Savard simply smiled again and returned to her report. She had been right about Stark the first day she had met her. She was cute.
Hours had passed in silence, it seemed, with Stark or Savard or Grant standing guard duty at the door. Finally, Paula Stark stepped into the room and said quietly, "Ms. Powell, if you would pick up the phone on the table next to you please."
For a moment, Blair hesitated, staring at the phone with a mixture of apprehension and wonder. Such a simple thing - contact with the outside world. Exhilarating, and somehow frightening. Then she reached for it and said, "Yes?"
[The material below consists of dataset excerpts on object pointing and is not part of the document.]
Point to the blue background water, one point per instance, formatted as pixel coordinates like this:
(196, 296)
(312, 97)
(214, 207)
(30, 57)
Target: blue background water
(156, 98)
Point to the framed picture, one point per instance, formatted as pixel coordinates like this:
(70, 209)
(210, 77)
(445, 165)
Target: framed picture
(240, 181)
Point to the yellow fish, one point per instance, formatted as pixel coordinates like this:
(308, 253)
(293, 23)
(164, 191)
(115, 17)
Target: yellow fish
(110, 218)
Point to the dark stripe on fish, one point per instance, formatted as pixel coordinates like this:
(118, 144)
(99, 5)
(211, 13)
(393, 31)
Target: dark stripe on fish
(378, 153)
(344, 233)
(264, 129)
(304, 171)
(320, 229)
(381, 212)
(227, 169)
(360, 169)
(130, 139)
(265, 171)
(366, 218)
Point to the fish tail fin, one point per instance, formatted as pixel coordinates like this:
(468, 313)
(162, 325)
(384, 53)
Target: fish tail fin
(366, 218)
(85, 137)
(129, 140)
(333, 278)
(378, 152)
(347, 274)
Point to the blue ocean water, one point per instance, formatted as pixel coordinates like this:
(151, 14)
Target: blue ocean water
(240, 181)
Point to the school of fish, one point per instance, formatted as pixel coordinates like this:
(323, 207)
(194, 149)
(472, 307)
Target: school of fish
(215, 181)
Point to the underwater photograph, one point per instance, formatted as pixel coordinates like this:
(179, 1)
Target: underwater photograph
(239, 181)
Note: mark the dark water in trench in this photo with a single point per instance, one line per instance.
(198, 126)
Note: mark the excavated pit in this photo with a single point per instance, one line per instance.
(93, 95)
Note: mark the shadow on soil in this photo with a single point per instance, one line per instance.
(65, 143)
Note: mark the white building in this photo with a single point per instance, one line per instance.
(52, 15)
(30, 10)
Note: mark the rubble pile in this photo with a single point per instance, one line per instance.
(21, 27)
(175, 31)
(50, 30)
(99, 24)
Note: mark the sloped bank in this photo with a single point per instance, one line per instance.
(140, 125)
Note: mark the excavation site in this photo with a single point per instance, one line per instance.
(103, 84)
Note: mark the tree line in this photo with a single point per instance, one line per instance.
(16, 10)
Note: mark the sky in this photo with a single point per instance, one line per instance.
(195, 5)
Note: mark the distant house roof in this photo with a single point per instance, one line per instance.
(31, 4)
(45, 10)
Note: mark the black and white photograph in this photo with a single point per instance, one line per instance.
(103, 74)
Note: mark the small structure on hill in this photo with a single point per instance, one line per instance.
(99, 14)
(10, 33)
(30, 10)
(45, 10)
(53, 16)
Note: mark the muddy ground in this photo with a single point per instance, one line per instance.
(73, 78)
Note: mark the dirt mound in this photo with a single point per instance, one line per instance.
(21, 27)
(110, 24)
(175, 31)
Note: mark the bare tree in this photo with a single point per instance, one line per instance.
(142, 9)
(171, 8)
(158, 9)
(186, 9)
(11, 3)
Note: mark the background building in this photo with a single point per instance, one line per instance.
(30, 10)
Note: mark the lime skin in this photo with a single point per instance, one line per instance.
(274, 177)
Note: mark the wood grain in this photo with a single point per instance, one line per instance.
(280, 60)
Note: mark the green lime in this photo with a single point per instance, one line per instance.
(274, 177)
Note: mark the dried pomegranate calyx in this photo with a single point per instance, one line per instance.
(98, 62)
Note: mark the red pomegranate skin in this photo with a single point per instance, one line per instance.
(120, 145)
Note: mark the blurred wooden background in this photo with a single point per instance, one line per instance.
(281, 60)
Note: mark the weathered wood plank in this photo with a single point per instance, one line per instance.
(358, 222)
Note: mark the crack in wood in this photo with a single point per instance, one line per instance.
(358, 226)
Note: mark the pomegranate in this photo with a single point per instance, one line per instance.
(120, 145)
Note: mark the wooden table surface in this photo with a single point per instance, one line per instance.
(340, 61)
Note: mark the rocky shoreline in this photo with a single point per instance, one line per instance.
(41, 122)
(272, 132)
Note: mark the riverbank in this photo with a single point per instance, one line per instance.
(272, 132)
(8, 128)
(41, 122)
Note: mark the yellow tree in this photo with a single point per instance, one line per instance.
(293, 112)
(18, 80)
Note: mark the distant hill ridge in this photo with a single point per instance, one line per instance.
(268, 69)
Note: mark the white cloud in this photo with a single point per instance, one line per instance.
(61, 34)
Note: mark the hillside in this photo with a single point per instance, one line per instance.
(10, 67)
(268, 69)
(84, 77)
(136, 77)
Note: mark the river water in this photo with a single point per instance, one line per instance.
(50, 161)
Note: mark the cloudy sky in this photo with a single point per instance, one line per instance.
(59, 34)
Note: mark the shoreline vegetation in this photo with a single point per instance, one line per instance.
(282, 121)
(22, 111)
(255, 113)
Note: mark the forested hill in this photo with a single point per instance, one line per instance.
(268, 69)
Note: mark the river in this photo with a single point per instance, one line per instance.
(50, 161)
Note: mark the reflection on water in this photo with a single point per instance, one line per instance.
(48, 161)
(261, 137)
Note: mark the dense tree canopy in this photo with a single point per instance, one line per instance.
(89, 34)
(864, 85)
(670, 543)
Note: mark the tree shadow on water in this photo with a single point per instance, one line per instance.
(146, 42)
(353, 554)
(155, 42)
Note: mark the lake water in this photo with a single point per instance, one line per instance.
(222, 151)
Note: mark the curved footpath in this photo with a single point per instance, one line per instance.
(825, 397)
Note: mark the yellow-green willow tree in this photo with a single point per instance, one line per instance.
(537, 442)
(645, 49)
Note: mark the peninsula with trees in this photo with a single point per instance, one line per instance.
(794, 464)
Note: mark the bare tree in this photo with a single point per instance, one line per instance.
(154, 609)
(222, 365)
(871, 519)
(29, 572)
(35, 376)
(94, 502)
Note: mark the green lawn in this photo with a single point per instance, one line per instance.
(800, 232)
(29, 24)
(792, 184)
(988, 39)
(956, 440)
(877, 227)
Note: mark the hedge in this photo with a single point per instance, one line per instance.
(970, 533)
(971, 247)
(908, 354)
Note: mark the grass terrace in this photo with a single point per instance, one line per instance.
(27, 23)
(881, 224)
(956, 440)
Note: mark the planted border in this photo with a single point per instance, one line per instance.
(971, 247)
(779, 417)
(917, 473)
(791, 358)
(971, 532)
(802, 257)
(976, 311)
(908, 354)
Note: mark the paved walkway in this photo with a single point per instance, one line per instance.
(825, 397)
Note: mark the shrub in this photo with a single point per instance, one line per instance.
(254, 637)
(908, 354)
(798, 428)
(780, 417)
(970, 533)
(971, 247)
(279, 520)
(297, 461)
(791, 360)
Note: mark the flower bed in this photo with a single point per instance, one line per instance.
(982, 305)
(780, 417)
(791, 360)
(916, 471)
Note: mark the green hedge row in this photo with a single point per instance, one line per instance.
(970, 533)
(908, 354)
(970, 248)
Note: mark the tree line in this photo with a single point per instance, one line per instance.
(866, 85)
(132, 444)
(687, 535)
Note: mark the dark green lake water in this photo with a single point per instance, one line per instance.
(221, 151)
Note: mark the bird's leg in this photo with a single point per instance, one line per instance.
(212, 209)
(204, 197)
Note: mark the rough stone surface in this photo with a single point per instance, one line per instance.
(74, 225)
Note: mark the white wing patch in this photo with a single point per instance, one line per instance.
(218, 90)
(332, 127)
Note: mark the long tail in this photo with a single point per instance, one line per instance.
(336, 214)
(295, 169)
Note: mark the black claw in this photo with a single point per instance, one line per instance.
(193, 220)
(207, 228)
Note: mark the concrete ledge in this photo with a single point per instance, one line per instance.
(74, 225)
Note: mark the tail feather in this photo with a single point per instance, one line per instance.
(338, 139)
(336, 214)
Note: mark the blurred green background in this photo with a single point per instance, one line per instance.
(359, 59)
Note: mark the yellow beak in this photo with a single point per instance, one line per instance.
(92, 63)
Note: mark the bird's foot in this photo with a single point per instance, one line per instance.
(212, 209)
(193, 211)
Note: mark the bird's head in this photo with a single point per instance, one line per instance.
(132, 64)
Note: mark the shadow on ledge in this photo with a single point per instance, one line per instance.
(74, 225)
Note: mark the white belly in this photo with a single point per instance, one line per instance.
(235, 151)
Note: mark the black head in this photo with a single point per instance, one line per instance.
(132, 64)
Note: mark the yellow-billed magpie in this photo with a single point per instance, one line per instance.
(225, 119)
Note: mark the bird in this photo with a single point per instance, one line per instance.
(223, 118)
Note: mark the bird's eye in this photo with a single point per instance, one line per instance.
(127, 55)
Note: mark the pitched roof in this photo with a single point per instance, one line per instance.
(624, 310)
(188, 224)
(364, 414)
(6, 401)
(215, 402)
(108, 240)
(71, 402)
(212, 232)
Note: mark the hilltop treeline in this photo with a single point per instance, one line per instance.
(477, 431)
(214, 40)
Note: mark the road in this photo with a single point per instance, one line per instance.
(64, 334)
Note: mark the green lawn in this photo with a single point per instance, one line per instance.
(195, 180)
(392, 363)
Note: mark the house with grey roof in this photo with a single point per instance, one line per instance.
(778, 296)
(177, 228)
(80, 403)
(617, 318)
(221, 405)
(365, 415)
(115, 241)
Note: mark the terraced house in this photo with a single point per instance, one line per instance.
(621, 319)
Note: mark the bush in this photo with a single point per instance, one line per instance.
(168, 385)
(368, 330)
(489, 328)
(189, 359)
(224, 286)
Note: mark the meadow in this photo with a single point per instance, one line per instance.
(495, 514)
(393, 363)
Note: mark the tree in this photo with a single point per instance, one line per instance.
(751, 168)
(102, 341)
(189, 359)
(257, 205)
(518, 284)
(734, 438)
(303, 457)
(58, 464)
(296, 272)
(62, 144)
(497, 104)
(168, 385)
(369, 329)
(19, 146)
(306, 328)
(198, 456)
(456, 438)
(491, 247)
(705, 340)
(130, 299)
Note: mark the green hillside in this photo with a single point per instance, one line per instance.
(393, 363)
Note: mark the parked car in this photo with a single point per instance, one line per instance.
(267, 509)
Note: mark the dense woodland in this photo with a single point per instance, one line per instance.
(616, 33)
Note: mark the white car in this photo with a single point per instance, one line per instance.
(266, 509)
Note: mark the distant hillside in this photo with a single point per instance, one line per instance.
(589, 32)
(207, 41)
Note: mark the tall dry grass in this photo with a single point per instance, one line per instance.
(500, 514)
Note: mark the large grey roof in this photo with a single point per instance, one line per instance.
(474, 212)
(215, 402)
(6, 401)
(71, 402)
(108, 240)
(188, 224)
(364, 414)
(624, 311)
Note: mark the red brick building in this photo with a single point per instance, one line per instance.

For a moment all she heard was strange static, and then a faintly metallic version of the only voice she wanted to hear.
"I'm sorry. I couldn't get away before and I just now found a scrambled line. I can only talk a minute. Are you all right?"
Suddenly, Blair didn't care where she was or how long she would have to be there. This was the one thing she needed. "I'm fine. Are you hurt?"
The answer came too quickly, and even with the electronic interference, Blair heard that tone in Cam's voice that she always got when she was being official and avoiding a question. If she hadn't been so relieved to hear from her, she would have been pissed. There would be time for that later. "Cam? What's happening?"
"I'm sorry. I can't talk now, but I'll be there as soon as I can."
Then there was only silence on the line. Nevertheless, for the first time since the explosion rocked her world, Blair was able to draw a full breath without feeling a hard ball of pain in her chest. Cam was safe - she was safe - and she had found the time in the midst of what must have been pandemonium to call her.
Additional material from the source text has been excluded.